The first American Football game was played in 1869 between two Universities – Princeton and Rutgers. At that time, the ball was more like a rugby ball than the ball we recognize today. The outside of the ball was leather; however, the inside was a pig’s bladder, inflated by mouth using a pipe – a dangerous method if the pig was diseased. In the beginning, running plays were the only viable strategy as the ball was continually deflating, losing its shape, resulting in awkward throws.
It was a time-consuming and complicated process to inflate the ball. At times, the games were halted, and players took turns blowing up the ball. Each time the ball was inflated, it had to be unlaced (and then relaced again). Each ball had metal stem valves that made it difficult to throw and dangerous for players to catch.

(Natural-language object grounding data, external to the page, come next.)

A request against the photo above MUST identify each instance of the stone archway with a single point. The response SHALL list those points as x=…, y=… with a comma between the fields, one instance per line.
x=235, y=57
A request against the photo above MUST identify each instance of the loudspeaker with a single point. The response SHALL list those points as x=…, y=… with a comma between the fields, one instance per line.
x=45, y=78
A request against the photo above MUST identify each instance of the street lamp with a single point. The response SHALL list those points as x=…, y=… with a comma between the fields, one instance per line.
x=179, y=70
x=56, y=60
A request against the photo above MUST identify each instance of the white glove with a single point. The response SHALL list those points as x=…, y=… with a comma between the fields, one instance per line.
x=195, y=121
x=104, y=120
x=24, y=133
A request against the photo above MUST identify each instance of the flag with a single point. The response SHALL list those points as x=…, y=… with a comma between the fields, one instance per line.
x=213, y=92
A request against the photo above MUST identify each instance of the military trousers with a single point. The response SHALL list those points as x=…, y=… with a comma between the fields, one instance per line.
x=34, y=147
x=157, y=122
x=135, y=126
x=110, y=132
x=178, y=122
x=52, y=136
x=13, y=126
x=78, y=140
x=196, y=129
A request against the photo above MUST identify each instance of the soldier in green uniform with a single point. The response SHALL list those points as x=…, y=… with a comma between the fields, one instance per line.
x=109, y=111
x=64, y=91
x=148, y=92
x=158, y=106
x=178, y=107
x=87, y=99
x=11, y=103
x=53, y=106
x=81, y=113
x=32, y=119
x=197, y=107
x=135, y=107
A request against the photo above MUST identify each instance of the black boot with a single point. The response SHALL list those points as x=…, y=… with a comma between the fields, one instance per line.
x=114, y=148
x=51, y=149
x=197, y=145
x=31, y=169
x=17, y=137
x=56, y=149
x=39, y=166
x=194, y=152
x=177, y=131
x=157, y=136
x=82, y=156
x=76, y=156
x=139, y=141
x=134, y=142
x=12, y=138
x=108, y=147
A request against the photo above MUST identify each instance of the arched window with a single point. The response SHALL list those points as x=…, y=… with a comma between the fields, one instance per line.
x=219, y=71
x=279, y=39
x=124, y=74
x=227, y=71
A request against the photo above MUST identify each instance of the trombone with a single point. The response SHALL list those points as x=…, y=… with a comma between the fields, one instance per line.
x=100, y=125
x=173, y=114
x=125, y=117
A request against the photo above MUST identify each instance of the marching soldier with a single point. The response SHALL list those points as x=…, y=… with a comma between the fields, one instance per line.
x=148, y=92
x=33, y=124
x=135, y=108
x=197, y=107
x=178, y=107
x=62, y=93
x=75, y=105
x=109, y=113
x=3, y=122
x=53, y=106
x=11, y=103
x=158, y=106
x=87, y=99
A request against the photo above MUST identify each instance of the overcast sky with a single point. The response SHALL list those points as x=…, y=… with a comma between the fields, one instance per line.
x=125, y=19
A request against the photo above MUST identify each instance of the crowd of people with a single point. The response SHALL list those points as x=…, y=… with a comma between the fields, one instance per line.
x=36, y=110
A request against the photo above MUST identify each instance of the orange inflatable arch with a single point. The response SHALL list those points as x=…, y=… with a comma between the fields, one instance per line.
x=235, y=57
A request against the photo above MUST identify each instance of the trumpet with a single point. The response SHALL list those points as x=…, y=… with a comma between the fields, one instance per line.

A patent filed in 1925 states, in part, the invention’s objective is to provide a football “especially adapted for the use in playing the present game wherein the ball is frequently thrown by hand in the play known as the ‘forward pass.‘” Fourteen years later, in 1939, a patent filed by Milton B. Reach shows the shape of the ball further advanced, similar to the one we know today. In 1941, Samuel “Slingin’ Sammy” Baugh, of the former Washington Redskins, becoming the NFL’s first well-known forward passing quarterback.
Disruptive innovation has improved all aspects of football, from the ball itself to the players’ uniforms or the devices used to broadcast and watch the big game; without these inventors and scientists, the game we know and love today would look a lot different.